Implication: the go-to-market org is an R&D extension. A 20-person sales team talks to more customers per week than most UXR programmes. If that insight is translated well, it becomes a product intelligence function, not just a revenue function.

Sales hiring mix: classic AE profiles (sales skills, pipeline discipline) paired with consultant or banking profiles (quantitative, P&L-oriented, able to run a TCO analysis). The two learn from each other: the consultant learns sales process; the AE learns how to speak to a CFO about total cost of ownership.

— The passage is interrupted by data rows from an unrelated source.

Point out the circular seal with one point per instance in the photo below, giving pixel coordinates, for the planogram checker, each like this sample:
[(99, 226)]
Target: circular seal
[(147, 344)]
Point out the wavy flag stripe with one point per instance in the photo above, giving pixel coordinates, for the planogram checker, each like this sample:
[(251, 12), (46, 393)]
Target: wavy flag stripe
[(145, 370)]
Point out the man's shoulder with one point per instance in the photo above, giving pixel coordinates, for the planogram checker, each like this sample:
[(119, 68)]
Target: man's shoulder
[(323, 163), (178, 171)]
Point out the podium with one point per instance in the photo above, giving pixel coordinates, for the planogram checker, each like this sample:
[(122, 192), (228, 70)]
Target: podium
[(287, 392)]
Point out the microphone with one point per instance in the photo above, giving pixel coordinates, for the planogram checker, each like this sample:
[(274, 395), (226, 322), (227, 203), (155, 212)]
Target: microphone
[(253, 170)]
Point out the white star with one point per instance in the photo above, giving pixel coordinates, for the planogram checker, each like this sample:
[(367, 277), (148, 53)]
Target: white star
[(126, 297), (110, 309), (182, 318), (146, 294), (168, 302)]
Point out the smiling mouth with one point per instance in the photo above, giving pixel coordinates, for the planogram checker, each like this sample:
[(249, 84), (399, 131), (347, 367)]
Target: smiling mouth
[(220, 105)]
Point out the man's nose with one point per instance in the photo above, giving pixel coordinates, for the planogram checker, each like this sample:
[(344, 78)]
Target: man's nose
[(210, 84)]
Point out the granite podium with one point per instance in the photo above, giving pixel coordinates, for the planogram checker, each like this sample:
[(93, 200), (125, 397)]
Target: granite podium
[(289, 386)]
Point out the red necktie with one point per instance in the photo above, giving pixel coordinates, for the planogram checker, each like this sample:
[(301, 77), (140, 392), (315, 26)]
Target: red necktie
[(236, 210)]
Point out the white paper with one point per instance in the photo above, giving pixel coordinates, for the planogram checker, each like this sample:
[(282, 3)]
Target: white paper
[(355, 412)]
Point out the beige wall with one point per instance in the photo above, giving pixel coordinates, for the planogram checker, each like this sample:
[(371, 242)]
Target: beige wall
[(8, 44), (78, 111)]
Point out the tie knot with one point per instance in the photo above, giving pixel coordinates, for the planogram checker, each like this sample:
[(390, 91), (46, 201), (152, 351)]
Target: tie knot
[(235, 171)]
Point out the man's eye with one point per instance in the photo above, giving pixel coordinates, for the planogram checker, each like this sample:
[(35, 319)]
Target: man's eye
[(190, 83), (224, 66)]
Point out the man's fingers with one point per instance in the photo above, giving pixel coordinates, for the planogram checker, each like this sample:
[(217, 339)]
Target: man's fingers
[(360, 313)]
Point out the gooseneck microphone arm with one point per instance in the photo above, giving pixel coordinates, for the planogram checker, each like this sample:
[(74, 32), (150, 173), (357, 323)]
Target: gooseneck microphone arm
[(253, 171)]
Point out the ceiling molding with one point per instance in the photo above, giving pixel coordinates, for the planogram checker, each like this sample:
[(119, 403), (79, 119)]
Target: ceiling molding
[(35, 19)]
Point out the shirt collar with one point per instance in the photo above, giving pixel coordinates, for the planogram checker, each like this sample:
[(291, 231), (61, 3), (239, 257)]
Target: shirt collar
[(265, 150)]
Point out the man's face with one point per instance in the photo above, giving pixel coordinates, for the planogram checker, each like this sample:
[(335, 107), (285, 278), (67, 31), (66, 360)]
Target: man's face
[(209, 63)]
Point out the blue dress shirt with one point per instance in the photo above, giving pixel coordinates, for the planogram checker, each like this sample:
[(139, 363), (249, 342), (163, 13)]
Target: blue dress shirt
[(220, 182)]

Sales comp hot take: annual comp plans lock in incentives 12 months in advance. In a fast-moving product company (Vercel shipped an entire AI cloud mid-year after plans were written), this rigidity creates misalignment. Grosser advocates for more flexibility in comp design, though acknowledges she doesn’t yet have a clean solution.

PLG note: PLG is not a permanent state. Every company eventually needs a sales motion for deal sizes that can’t close through self-serve. The mistake is waiting too long before building the outbound muscle, which takes time to become predictable.